Historic castle serves up prata and kueh

(Far left) A Singapore flag sits atop Broughton Castle in Oxfordshire on Friday. (Left) Cultural Medallion alumnus Jeremy Monteiro (seated) performing with Singaporean singer Rani Singam and the British- Singapore Friendship Jazz Band.
A Singapore flag sits atop Broughton Castle in Oxfordshire on Friday. ST PHOTOS: TAN DAWN WEI
(Far left) A Singapore flag sits atop Broughton Castle in Oxfordshire on Friday. (Left) Cultural Medallion alumnus Jeremy Monteiro (seated) performing with Singaporean singer Rani Singam and the British- Singapore Friendship Jazz Band.
Cultural Medallion alumnus Jeremy Monteiro (seated) performing with Singaporean singer Rani Singam and the British- Singapore Friendship Jazz Band.ST PHOTOS: TAN DAWN WEI

S'porean, who is daughter-in-law of 14th-century manor's owner, offers venue for SG50 party

The historic Broughton Castle in Oxfordshire may be more used to actors in period costumes roaming about its magnificent halls and manicured gardens.
 

Movies like Shakespeare In Love, The Madness Of King George and Jane Eyre have all used the manor house in the English countryside as a filming location. But the 14th-century castle got a Singaporean touch on Friday evening when it hosted a special SG50 celebration party on its sprawling lawn, where guests nibbled on roti prata and durian kueh while being entertained by Cultural Medallion alumnus Jeremy Monteiro, who led a British-Singapore Friendship Jazz Band.

Core values

"As we celebrate SG50, it's an opportunity for us to reflect on what has brought us this far and making sure that, as we go forward, we don't lose those core elements that have made us who we are, even as we adapt to a new environment in the world and Singapore society."

MR S. ISWARAN

The party is among a few key events in Britain marking the 50th anniversary of Singapore's independence.

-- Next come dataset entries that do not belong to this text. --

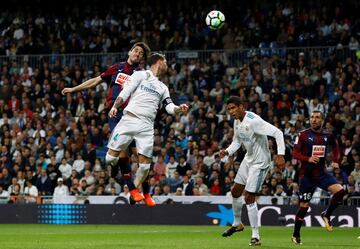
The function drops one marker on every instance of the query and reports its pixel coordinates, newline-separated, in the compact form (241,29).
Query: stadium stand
(302,60)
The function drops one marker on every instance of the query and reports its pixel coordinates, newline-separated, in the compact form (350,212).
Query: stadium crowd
(53,144)
(85,28)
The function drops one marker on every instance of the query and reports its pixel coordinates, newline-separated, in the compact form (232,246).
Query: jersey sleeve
(298,148)
(236,143)
(167,102)
(334,149)
(131,85)
(261,127)
(109,72)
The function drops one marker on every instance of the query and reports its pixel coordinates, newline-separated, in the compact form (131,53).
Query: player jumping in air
(116,76)
(147,93)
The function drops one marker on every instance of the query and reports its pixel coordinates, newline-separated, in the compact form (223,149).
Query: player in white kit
(251,131)
(147,93)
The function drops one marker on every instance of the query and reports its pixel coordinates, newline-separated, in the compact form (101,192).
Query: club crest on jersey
(318,150)
(121,79)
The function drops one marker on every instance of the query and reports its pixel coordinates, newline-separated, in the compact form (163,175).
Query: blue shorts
(308,186)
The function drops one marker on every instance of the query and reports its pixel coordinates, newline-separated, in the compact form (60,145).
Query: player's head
(235,107)
(317,119)
(138,53)
(158,60)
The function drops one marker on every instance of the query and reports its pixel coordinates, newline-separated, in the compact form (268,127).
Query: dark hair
(234,100)
(155,57)
(145,48)
(322,115)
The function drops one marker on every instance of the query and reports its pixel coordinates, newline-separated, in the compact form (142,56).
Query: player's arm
(93,81)
(262,127)
(128,89)
(170,107)
(234,146)
(298,146)
(83,86)
(334,151)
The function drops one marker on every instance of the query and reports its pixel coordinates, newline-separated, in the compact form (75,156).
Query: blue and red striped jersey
(116,76)
(310,143)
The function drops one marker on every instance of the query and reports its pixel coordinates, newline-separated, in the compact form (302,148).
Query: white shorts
(130,128)
(251,176)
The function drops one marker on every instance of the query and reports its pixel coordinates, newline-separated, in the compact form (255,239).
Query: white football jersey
(252,132)
(147,92)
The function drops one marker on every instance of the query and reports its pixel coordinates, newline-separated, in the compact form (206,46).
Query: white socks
(237,208)
(141,174)
(253,218)
(111,160)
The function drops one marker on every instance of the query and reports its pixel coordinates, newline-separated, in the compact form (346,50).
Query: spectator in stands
(4,195)
(31,192)
(60,191)
(43,183)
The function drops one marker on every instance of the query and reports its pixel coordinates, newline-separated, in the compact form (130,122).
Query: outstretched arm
(262,127)
(83,86)
(170,107)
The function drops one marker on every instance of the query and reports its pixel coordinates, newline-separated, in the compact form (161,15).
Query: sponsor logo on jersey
(150,90)
(121,79)
(318,150)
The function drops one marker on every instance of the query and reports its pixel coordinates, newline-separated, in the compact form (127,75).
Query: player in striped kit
(251,131)
(312,147)
(116,76)
(147,93)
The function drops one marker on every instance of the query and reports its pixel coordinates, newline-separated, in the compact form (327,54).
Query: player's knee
(235,193)
(338,196)
(111,160)
(249,198)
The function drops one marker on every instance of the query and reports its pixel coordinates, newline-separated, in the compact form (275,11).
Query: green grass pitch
(161,237)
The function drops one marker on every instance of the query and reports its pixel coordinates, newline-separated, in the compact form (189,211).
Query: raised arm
(262,127)
(129,87)
(83,86)
(170,107)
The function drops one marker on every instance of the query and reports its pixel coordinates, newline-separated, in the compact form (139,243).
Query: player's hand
(334,165)
(184,108)
(222,153)
(279,161)
(314,159)
(112,112)
(67,90)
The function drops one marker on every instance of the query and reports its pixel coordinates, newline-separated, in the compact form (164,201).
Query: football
(215,19)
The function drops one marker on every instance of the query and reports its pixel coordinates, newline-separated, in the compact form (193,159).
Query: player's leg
(144,144)
(253,185)
(329,183)
(306,190)
(237,200)
(127,177)
(145,185)
(120,139)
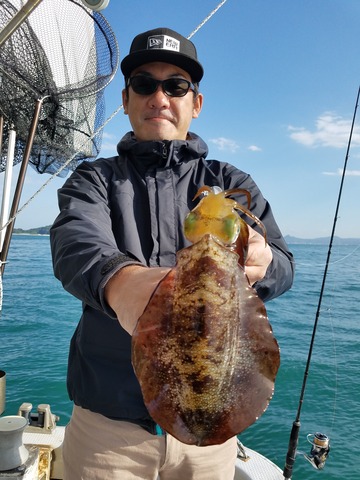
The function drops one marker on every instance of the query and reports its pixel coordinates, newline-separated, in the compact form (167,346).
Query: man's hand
(259,257)
(128,292)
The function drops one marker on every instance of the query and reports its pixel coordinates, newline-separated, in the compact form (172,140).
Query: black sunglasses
(173,87)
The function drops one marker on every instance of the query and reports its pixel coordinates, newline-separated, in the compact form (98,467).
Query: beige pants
(97,448)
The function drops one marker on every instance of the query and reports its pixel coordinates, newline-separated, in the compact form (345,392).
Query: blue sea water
(39,317)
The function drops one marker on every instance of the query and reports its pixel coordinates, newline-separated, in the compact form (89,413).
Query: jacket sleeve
(280,273)
(84,250)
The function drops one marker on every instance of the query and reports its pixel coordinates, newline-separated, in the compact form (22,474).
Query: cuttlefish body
(203,350)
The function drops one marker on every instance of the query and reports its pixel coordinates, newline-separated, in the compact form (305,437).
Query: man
(117,234)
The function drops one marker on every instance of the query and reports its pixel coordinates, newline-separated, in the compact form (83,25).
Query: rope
(206,19)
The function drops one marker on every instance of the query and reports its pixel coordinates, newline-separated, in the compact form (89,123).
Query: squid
(203,350)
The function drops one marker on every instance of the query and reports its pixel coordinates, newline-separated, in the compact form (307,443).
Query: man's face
(158,116)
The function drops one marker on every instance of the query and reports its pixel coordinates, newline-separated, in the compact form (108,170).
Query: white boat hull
(256,467)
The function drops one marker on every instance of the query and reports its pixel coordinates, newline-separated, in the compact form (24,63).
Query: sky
(280,87)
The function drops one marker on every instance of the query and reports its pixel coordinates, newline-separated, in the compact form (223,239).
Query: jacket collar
(161,154)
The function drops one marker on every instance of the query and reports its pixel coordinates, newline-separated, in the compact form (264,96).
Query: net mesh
(64,54)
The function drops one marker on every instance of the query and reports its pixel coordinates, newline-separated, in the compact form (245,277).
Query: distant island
(321,241)
(288,238)
(33,231)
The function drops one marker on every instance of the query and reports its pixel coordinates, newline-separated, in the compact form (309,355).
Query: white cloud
(339,172)
(225,144)
(331,131)
(254,148)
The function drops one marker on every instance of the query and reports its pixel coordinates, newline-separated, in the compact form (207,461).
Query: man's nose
(159,98)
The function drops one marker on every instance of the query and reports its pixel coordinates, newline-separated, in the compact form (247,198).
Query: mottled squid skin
(203,351)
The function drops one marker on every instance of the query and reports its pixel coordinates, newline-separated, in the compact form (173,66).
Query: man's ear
(125,100)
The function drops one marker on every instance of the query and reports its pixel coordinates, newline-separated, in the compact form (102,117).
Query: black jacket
(130,209)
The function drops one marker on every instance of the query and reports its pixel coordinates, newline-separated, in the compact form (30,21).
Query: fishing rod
(321,445)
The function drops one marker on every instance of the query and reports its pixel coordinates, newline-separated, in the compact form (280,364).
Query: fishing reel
(320,448)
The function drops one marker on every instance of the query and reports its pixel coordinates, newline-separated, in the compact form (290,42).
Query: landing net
(66,55)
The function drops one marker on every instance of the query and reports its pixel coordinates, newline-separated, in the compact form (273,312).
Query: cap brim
(136,59)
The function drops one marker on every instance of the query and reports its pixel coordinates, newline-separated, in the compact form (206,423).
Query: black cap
(163,45)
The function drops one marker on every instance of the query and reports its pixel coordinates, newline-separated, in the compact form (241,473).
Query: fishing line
(294,436)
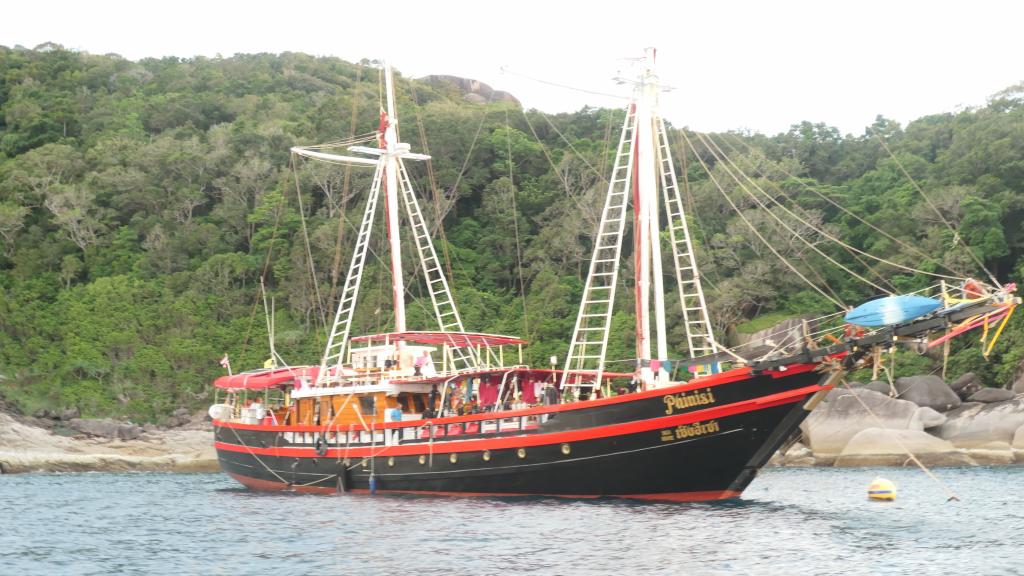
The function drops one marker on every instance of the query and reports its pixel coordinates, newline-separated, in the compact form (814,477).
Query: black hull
(704,453)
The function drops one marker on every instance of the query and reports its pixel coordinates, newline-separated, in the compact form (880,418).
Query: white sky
(751,65)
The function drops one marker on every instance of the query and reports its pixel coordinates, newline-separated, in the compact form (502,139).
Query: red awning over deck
(458,339)
(259,379)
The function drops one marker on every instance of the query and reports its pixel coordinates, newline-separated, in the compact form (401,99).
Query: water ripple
(792,522)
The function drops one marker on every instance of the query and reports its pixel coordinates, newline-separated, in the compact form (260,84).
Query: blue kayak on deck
(891,310)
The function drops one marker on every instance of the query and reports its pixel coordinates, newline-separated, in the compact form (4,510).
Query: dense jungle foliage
(142,202)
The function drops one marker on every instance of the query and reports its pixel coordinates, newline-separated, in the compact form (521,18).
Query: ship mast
(389,122)
(391,175)
(643,167)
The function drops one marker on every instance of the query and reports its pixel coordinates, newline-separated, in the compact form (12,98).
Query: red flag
(382,128)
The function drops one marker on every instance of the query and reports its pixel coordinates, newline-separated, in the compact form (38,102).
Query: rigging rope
(845,210)
(949,492)
(432,180)
(515,227)
(729,161)
(345,193)
(755,230)
(868,254)
(554,168)
(934,207)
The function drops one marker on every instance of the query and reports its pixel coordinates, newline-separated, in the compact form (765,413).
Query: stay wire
(506,70)
(776,188)
(938,212)
(725,164)
(755,230)
(848,212)
(951,495)
(309,253)
(717,152)
(881,259)
(515,228)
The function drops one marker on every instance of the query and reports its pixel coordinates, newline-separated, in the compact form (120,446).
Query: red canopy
(259,379)
(458,339)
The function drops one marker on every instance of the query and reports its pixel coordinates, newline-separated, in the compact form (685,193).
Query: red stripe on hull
(526,441)
(269,486)
(697,383)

Celebrations started with a charity run in London's Hyde Park in March. This was followed by Singapore: Inside Out, a travelling showcase of the country's creative talents, and the City Of London Festival where Singapore was the featured country.

They will culminate in the biggest National Day reception in the United Kingdom at the Guildhall of the City of London on July 6.

On Friday night, Minister in the Prime Minister's Office S. Iswaran mingled with about 200 guests, among them Lord Newby, the deputy government chief whip in the House of Lords; MP Graham Brady; Imperial College president Alice Gast; and Mr Neil Smith, chairman of Tower Transit, the bus company that recently won Singapore's first bus tender.

"We're a tiny red dot, but people notice us and appreciate the things we've done and how we've been able to do that. What I take away from all these discussions is the deep appreciation that many have for what Singapore is," Mr Iswaran told The Sunday Times.

"As we celebrate SG50, it's an opportunity for us to reflect on what has brought us this far and making sure that, as we go forward, we don't lose those core elements that have made us who we are, even as we adapt to a new environment in the world and Singapore society."

Broughton Castle is not such an unusual location for a Singapore party. Singaporean Pauline Kang-Fiennes is the daughter-in-law of the castle's owner, Lord Saye and Sele Nathaniel Fiennes.

"I thought it would be quite fun to bring a bit of 'Singaporean-ness' to a very English home," she said on offering the venue to the Singapore High Commission for the event.

"I wanted to show another part of Singapore that wasn't just efficient, pragmatic and task-oriented. I wanted to show that we could be fun-loving and there's a part of us that's free and loves music and good food."

Friday's event was also organised to raise funds for a collaborative project between the British Dyslexia Association and the Dyslexia Association of Singapore involving raising awareness, mentoring and joint research.